Others pay state leaders’ way on trips
Anyone trying to find high-ranking state officials this week might check posh overseas tourist spots -- where many are traveling for free.
About 16 Schwarzenegger administration officials, regulators and state lawmakers are spending spring break on fact-finding missions and conferences in Europe and Japan. The excursions were paid for by tax-exempt groups whose donors include corporations with business before the state, according to itineraries and guest rosters compiled by trip sponsors.
Among the participants are companies regulated by state government.

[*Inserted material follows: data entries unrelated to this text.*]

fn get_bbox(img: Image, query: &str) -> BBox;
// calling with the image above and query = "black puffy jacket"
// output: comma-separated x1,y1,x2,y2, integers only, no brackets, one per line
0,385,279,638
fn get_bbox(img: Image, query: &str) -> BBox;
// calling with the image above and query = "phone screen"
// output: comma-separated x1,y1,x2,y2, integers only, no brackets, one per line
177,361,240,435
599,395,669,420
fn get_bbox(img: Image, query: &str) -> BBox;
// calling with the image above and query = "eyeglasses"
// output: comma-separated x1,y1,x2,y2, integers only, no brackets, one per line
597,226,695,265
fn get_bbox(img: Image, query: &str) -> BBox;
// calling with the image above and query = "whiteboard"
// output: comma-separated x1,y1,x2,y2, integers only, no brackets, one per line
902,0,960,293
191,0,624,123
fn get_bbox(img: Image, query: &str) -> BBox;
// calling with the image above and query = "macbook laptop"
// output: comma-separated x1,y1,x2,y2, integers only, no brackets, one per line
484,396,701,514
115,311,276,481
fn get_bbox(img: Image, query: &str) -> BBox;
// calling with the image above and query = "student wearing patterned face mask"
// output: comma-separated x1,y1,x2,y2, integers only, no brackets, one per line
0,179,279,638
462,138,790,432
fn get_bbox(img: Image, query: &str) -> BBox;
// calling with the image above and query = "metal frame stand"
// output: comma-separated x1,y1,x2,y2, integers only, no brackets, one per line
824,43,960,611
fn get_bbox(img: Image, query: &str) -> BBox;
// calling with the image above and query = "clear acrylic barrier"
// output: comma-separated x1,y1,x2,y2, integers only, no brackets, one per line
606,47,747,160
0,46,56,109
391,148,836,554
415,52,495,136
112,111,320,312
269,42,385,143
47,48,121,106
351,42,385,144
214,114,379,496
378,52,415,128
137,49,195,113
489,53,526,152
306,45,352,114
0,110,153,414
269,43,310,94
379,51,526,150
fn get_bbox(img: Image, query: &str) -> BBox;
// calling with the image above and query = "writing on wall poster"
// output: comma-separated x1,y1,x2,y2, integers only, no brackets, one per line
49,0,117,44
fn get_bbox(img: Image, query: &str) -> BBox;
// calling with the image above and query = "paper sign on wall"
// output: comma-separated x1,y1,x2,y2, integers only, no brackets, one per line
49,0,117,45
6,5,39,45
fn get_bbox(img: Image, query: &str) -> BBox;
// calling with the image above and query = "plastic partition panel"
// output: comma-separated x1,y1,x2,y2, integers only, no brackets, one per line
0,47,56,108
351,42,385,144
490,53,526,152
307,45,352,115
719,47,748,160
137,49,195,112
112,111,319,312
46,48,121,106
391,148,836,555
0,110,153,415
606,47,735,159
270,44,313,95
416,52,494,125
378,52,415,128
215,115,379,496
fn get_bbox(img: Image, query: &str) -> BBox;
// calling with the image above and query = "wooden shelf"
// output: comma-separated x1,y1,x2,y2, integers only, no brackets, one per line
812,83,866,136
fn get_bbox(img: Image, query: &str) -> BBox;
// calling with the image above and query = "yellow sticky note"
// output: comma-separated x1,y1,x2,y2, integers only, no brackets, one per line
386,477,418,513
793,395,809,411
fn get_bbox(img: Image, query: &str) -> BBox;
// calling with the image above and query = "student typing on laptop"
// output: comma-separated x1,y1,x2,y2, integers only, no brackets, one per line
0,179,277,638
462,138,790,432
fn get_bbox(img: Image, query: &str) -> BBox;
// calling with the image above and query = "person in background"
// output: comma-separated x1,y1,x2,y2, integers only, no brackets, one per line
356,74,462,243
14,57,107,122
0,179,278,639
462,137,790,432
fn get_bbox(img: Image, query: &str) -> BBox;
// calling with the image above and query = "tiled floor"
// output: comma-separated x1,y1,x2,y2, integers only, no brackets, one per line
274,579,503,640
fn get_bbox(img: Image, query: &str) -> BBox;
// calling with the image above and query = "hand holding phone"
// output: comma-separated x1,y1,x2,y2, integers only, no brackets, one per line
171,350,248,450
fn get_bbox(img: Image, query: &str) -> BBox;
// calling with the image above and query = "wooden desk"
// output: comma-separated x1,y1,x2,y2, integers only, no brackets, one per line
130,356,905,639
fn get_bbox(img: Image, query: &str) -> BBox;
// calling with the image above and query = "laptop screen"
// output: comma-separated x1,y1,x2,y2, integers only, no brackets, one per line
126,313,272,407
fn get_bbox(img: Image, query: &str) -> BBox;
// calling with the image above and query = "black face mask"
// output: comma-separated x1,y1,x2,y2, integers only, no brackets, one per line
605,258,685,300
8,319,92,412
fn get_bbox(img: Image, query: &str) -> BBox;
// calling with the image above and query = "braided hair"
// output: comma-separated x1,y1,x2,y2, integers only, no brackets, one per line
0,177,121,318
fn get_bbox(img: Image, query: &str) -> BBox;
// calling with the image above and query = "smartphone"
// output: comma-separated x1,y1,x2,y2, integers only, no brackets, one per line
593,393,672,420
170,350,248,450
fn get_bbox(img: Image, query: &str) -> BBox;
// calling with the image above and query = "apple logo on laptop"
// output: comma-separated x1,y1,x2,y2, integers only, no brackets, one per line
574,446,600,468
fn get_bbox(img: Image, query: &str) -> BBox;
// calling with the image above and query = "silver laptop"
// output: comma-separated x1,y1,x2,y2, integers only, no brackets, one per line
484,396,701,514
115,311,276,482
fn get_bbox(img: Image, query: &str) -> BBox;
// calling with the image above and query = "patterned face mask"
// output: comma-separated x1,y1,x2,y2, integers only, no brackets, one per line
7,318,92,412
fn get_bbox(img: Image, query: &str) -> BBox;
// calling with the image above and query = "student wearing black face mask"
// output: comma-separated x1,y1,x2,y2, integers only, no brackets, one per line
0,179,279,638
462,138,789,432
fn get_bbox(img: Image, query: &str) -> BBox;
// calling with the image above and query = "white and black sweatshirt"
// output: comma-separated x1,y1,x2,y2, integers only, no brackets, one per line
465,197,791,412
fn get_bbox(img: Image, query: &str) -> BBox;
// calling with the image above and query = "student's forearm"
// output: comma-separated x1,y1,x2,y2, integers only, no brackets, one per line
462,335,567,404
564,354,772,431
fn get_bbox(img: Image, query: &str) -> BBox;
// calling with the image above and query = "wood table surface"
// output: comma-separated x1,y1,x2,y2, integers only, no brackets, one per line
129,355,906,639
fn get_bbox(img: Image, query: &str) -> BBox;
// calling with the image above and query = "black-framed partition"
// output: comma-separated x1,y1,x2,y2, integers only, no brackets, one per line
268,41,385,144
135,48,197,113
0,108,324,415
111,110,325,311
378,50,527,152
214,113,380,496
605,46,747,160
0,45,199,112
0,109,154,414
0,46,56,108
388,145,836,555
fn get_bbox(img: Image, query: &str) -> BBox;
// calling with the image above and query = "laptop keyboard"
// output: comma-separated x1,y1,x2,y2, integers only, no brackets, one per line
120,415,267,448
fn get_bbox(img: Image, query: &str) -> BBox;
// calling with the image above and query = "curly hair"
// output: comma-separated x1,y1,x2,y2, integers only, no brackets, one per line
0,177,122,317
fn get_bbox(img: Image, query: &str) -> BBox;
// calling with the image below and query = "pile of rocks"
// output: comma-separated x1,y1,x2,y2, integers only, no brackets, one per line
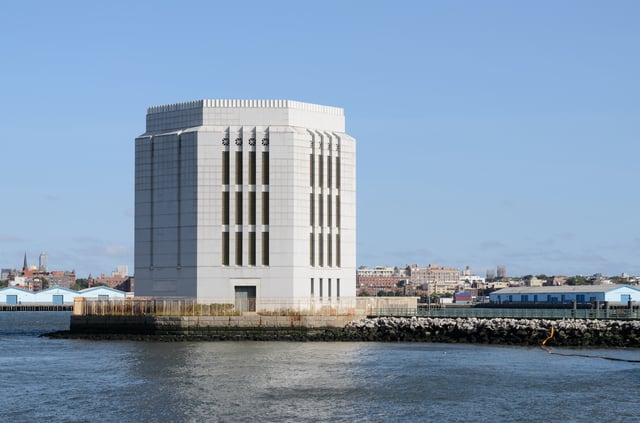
341,317,640,346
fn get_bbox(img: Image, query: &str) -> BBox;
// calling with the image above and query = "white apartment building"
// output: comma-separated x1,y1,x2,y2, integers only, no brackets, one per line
135,100,356,309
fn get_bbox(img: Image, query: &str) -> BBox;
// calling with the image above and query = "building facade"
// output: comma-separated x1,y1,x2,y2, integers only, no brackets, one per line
135,100,356,308
407,264,460,285
0,286,126,305
356,266,408,291
490,285,640,305
38,252,48,272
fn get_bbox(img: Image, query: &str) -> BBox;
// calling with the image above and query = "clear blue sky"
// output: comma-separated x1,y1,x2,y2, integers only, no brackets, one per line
1,1,638,278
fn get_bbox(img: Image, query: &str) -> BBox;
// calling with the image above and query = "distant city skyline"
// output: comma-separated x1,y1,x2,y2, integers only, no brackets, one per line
1,1,639,277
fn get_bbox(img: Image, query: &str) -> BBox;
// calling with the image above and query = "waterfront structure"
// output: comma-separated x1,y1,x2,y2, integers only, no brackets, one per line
134,99,356,308
79,286,129,299
33,287,80,304
0,286,126,305
490,284,640,305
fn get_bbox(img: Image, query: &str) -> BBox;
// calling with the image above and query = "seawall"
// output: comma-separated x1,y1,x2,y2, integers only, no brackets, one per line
45,315,640,346
342,317,640,347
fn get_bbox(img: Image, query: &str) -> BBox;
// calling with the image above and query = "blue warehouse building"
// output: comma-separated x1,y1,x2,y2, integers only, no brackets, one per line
0,286,126,305
490,284,640,305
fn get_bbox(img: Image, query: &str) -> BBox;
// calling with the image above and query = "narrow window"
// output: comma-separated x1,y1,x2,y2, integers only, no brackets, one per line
262,151,269,185
336,234,340,268
222,192,230,225
336,156,340,189
336,194,340,228
319,234,324,267
327,233,332,267
310,194,314,226
249,191,256,225
337,279,340,297
222,232,229,266
222,151,229,185
319,278,323,298
310,154,314,187
309,233,315,266
327,195,332,227
235,231,242,266
310,278,314,296
235,192,242,225
235,151,243,185
328,156,332,188
248,232,256,266
249,151,256,185
262,232,269,266
319,155,323,187
318,194,323,227
262,192,269,225
328,278,332,298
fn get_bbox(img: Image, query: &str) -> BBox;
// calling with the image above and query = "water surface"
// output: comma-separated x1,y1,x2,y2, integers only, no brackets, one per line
1,312,638,422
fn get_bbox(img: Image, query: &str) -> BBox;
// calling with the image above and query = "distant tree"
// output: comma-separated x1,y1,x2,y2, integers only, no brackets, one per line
609,276,627,284
71,278,89,291
566,276,589,286
0,280,8,288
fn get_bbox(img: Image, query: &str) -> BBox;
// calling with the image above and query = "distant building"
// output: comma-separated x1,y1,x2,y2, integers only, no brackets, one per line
525,276,544,287
454,292,473,304
0,286,126,305
486,269,496,280
497,265,506,280
459,274,486,288
1,268,14,281
88,266,133,290
490,285,640,305
462,266,472,277
114,265,129,277
407,264,460,285
49,271,77,289
38,252,48,272
89,273,127,289
356,266,407,292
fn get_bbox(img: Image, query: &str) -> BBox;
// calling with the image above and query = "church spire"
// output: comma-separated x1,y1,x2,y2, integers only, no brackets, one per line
23,252,28,272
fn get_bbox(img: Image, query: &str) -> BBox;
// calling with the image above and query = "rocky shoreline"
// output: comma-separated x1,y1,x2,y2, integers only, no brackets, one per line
341,317,640,346
46,316,640,346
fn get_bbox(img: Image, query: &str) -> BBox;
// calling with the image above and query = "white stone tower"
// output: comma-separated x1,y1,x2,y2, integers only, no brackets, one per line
134,100,356,309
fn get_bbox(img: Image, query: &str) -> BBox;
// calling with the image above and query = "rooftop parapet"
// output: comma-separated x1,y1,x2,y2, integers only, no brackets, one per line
144,99,346,134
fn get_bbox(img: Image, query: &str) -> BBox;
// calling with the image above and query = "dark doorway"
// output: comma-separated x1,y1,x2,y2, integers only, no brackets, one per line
235,286,256,312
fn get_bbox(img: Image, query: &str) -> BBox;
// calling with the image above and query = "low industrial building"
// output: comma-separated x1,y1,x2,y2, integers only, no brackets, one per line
490,284,640,305
0,286,126,305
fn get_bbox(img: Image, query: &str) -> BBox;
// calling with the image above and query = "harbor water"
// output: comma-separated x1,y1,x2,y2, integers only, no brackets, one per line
1,312,639,422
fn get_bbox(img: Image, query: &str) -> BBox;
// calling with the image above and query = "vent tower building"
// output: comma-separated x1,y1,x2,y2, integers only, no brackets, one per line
135,100,356,309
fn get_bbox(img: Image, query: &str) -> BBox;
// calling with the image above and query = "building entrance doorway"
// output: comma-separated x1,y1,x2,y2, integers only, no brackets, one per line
235,286,256,312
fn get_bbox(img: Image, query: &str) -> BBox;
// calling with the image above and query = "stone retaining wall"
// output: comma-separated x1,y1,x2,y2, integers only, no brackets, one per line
69,314,353,334
59,315,640,346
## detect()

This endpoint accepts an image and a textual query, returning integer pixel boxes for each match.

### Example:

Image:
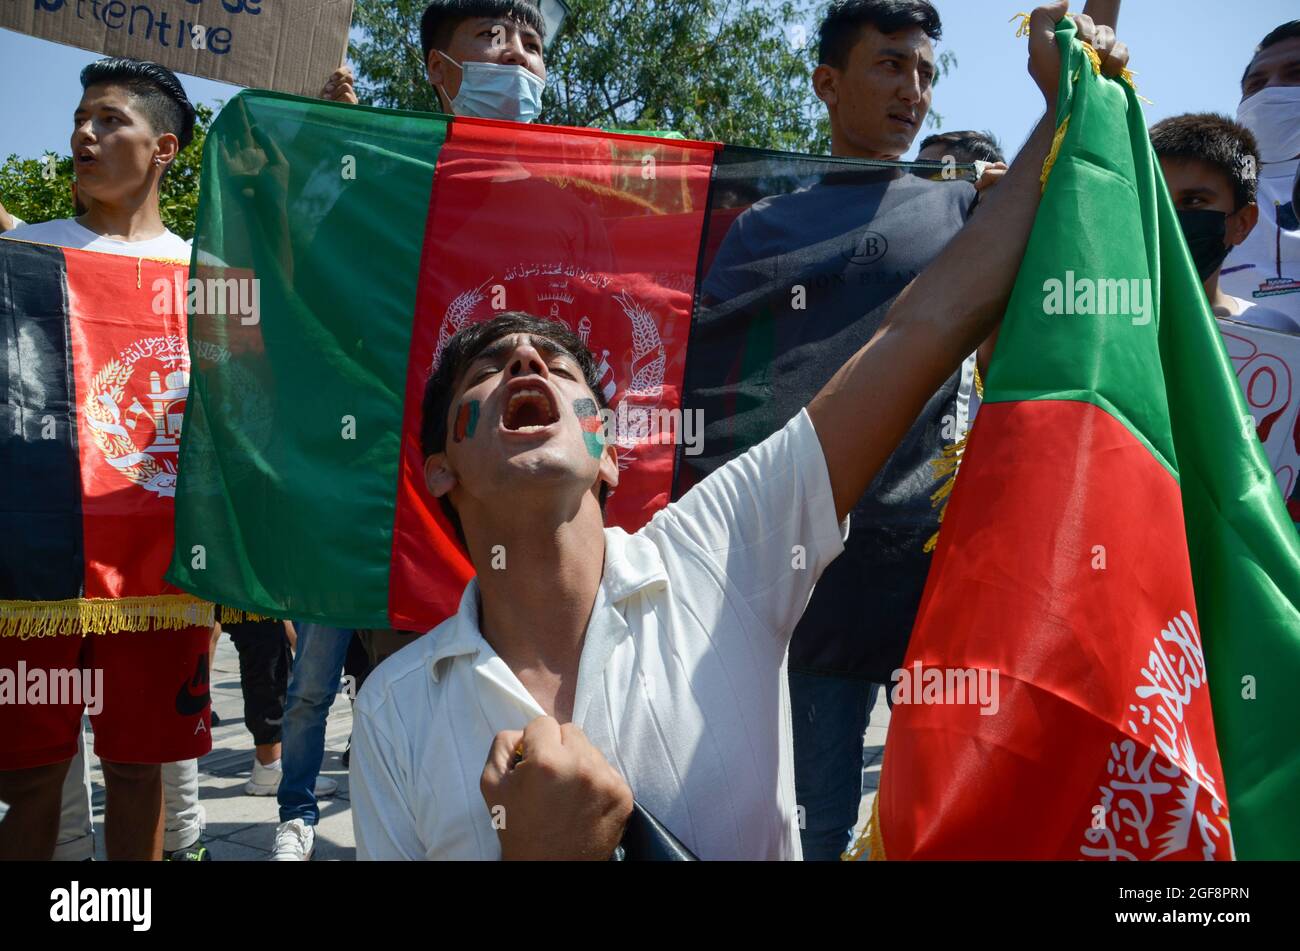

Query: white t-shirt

[4,217,190,260]
[1221,158,1300,331]
[350,408,848,861]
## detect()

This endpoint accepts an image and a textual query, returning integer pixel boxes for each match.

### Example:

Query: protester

[1221,21,1300,328]
[1152,113,1294,330]
[213,620,297,798]
[0,57,210,861]
[916,129,1006,165]
[916,129,1008,191]
[347,2,1130,860]
[51,729,94,861]
[269,620,342,862]
[272,0,555,862]
[320,0,547,119]
[161,761,208,861]
[690,0,975,860]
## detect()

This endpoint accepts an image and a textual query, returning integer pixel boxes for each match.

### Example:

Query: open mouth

[501,382,560,433]
[75,148,97,168]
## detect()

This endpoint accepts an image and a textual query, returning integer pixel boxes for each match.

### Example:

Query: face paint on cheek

[453,400,480,443]
[573,398,604,460]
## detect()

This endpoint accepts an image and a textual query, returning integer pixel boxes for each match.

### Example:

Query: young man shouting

[347,3,1129,861]
[272,1,575,861]
[0,58,210,862]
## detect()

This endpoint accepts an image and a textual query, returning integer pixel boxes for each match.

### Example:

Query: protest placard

[1219,317,1300,508]
[0,0,353,96]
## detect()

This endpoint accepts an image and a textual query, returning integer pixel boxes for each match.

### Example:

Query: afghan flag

[168,91,979,634]
[865,19,1300,861]
[0,239,211,635]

Winding up a six-day trip to Tokyo is a group of four legislators and two members of the state Public Utilities Commission, which regulates the energy and telecommunications industries. They were joined by executives from AT&T;, Comcast and a firm that is proposing to build a liquefied natural gas terminal in the port of Long Beach, Sound Energy Solutions.
The entourage stayed at the Four Seasons Tokyo at Chinzan-so, described by Frommer’s travel guide as sporting a “gorgeous glass-enclosed indoor pool surrounded by greenery.... “
On the other side of the globe, about 10 senior Schwarzenegger administration officials, a legislator and state board members with oversight over the environment are completing a weeklong trip to Brussels, Bonn and London.
The nonprofit California Climate Action Registry is paying for the visit, according to some participants. The registry receives donations from utility companies PG&E; and Southern California Edison, along with the energy company BP, among others. Traveling with the state officials were executives from Chevron, PG&E; and other corporations.
“They are often extremely luxurious trips, where, we fear, a lot more lobbying and schmoozing goes on than actual work,” said Mindy Spatt, a spokeswoman for The Utility Reform Network, a San Francisco consumer group.
Under state law, businesses are not permitted to pay for travel by state officials. But officials are allowed to accept travel underwritten by tax-exempt groups such as the ones that provided the trips to Tokyo and Europe.
That’s a loophole in the law, some watchdog groups said.
“It’s money being funneled by a private company through” a nonprofit, said Robert M. Stern, president of the Los Angeles-based Center for Governmental Studies and a co-author of the state’s 1974 Political Reform Act. “The company gets to go on the trip and have access to the officials.”
The Tokyo trip is being funded by the California Foundation on the Environment and the Economy. In material sent to participants, the group said the purpose was to study broadband technology and liquefied natural gas.
A number of energy companies pay dues to the foundation. PG&E;, for example, said it paid $40,000 in dues last year. Verizon said it paid $15,000; Sempra Energy Solutions, $30,000.
Participants included Public Utilities Commission members Rachelle Chong and Timothy A. Simon.
AT&T;'s representative on the trip was Ken McNeely, president of the company’s California operations. The day before the trip began, the PUC approved AT&T;'s application for a state license to provide video service in California.
The Tokyo itinerary shows the group arrived Saturday and spent the next day touring the city.
They visited two shrines, said state Sen. Christine Kehoe (D-San Diego), who was reached at her room at the Four Seasons. What followed later in the week were meetings with government officials and businessmen.
“I think it’s worthwhile,” Kehoe said of the trip. “We met ... with the Ministry of Internal Affairs in telecommunications and had a very good briefing on how they rolled out broadband deployment.”
The trip arranged by the Climate Action Registry carried a busy schedule. Guests moved from Belgium to Germany and on to Britain for meetings on global climate change.
State government participants included PUC Commissioner John Bohn and Linda Adams, the governor’s Environmental Protection Agency secretary.
On Tuesday, Adams wrote a blog entry on the state’s website: “It was an action-packed day, but there is no rest for the weary. Last night we flew to London to meet with our colleagues in the UK Government today and tomorrow.”
Nancy Whalen, marketing manager for the Climate Action Registry, did not return calls seeking comment.